Reflex Sympathetic Dystrophy Treatments

There is no known cure for RSD or CRPS and the success of current treatments are dismal. The first course of treatment is aggressive physical therapy to avoid stiffness and loss of function. Sympathetic nerve blocks have also been part of the mainstays of treatments. Some newer medications have improved the outcome of RSD such as gabapentin (Neurontin), pregabalin (Lyrica), which are anticonvulsant medications, or duloxetine (Cymbalta), which is an antidepressant.

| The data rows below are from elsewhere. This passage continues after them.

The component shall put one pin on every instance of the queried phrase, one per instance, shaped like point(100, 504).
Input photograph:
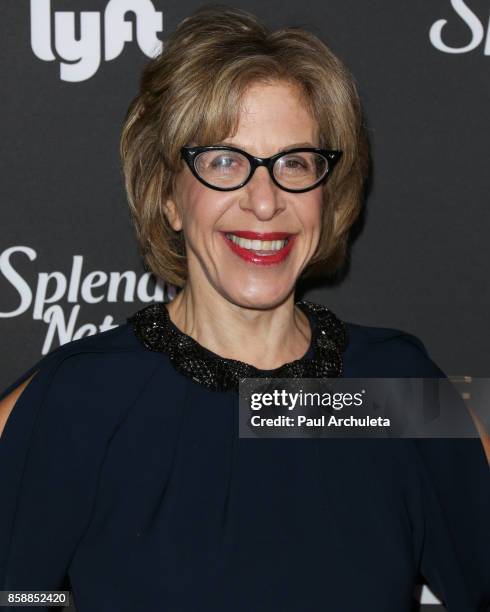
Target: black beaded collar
point(155, 330)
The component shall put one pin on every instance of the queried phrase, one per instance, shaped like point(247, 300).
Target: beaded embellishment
point(155, 330)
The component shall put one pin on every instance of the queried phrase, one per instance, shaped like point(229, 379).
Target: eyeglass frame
point(189, 155)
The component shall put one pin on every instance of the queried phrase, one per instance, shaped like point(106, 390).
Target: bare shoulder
point(7, 403)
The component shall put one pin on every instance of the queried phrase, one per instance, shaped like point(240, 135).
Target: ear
point(172, 213)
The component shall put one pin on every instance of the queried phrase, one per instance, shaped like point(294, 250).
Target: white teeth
point(258, 245)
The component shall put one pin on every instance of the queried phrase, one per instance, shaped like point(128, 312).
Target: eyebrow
point(282, 150)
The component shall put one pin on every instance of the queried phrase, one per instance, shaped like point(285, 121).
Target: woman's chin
point(259, 296)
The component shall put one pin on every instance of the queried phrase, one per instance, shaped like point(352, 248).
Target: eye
point(223, 161)
point(294, 163)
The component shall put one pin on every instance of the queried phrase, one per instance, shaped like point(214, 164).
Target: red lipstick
point(256, 257)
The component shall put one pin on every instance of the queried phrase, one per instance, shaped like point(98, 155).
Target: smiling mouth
point(260, 248)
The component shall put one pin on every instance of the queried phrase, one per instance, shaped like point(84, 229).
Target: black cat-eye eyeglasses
point(226, 168)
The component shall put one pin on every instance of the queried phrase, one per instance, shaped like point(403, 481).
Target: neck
point(264, 338)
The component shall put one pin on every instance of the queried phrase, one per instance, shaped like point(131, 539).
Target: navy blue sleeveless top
point(123, 479)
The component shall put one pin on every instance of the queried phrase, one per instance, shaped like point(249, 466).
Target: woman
point(244, 157)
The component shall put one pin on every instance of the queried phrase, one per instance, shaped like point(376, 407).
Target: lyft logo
point(475, 26)
point(53, 35)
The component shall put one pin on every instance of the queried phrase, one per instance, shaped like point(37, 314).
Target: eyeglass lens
point(226, 169)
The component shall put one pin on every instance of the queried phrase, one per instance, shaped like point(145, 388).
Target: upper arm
point(7, 403)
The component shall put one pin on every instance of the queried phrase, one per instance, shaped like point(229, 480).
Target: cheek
point(311, 214)
point(201, 211)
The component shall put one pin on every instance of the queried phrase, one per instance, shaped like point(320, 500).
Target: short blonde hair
point(191, 92)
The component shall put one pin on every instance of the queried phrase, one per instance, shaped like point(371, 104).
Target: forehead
point(272, 116)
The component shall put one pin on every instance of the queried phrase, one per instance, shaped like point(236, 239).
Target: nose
point(262, 196)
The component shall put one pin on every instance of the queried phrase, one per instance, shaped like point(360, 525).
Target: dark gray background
point(420, 261)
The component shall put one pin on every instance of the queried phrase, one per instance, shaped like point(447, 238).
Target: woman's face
point(273, 117)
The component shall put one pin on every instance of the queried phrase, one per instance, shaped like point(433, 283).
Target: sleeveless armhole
point(12, 397)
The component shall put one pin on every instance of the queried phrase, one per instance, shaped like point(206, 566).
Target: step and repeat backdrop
point(69, 263)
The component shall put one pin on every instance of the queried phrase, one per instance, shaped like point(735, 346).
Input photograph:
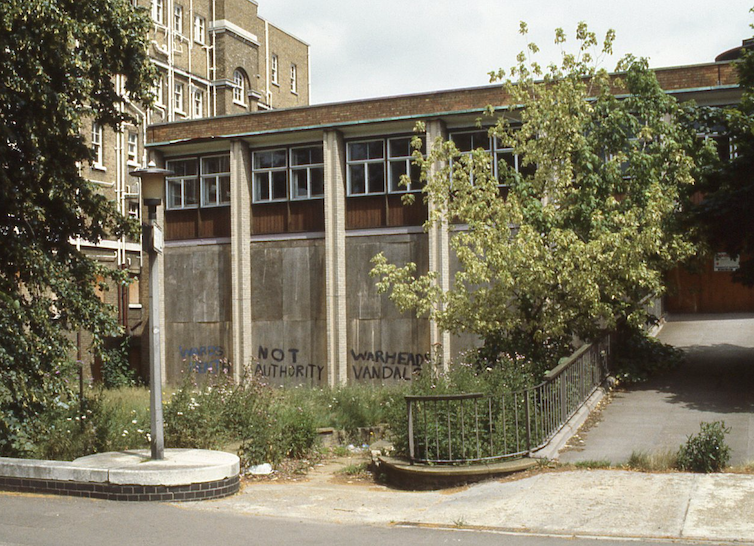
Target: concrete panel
point(266, 286)
point(384, 344)
point(203, 347)
point(287, 353)
point(197, 284)
point(289, 331)
point(296, 282)
point(178, 303)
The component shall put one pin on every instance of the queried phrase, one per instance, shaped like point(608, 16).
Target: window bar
point(515, 420)
point(476, 428)
point(492, 430)
point(450, 445)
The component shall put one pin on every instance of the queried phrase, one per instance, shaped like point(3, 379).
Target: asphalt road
point(35, 520)
point(714, 383)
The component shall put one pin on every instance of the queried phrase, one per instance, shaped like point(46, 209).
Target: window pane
point(190, 192)
point(182, 167)
point(397, 169)
point(278, 158)
point(300, 156)
point(376, 149)
point(526, 170)
point(376, 177)
point(225, 189)
point(358, 181)
point(317, 181)
point(358, 151)
point(300, 184)
point(415, 176)
point(219, 164)
point(482, 140)
point(174, 194)
point(210, 191)
point(262, 160)
point(307, 156)
point(279, 181)
point(400, 147)
point(507, 157)
point(262, 186)
point(463, 142)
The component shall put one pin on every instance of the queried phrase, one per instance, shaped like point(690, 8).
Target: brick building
point(214, 58)
point(278, 278)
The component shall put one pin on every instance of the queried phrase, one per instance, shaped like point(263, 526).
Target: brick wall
point(420, 105)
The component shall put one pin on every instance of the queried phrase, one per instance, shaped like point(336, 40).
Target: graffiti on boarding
point(205, 358)
point(398, 365)
point(285, 365)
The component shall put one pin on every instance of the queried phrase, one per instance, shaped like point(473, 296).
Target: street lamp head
point(152, 182)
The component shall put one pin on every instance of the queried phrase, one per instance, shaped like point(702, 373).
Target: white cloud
point(363, 49)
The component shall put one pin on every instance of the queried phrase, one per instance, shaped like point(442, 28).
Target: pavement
point(715, 383)
point(715, 508)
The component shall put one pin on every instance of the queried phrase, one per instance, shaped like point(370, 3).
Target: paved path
point(599, 503)
point(715, 383)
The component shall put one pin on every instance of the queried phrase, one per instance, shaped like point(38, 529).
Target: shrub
point(638, 356)
point(706, 451)
point(465, 377)
point(108, 420)
point(217, 412)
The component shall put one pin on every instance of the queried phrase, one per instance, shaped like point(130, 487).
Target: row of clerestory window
point(374, 166)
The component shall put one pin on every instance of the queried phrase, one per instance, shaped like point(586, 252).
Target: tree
point(725, 213)
point(57, 67)
point(588, 225)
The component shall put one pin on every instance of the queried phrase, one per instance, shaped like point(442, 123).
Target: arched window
point(239, 87)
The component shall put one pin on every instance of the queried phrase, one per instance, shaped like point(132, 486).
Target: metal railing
point(469, 428)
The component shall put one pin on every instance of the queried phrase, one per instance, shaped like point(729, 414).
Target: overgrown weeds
point(660, 461)
point(639, 356)
point(706, 451)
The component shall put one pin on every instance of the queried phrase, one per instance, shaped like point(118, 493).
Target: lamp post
point(152, 191)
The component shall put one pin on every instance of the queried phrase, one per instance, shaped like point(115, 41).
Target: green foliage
point(107, 421)
point(218, 412)
point(443, 420)
point(661, 461)
point(725, 213)
point(639, 356)
point(116, 370)
point(58, 66)
point(588, 225)
point(707, 451)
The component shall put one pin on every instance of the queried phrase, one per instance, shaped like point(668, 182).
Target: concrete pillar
point(335, 257)
point(160, 162)
point(439, 254)
point(240, 254)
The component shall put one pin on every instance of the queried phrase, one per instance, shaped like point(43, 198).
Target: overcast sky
point(362, 49)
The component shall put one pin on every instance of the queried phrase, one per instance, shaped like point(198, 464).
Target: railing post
point(409, 411)
point(527, 414)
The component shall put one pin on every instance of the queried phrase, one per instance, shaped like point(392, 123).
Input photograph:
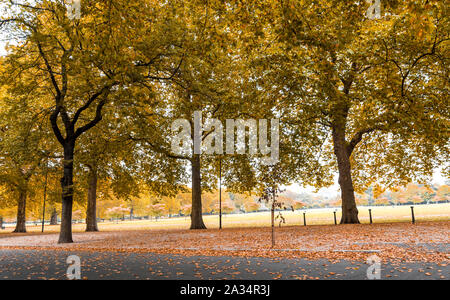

Still, the standard treatment for RSD and CRPS is still over-the-counter (OTC) and prescription narcotic and non-narcotic medications. As most patients who suffer with this type of pain soon realize, these treatments are usually not sufficient and many, especially the oral medications, are associated with serious side effects such as sedation, nausea, constipation, and even addiction. Extended use of some over-the counter (OTC) medications such as ibuprofen, naproxen, and acetaminophen may even result in stomach ulcers, kidney failure, heart failure, and liver failure. Many sufferers of pain due to RSD often search for alternative solutions to the usual over-the-counter and prescription medications.

Sudden severe pain, especially in the chest, arms, or head, or pain in any area of the body that does not resolve after a couple of weeks, should always be evaluated by a physician to be certain that other medical conditions, including heart disease, infections, or even cancer is not the underlying cause of pain.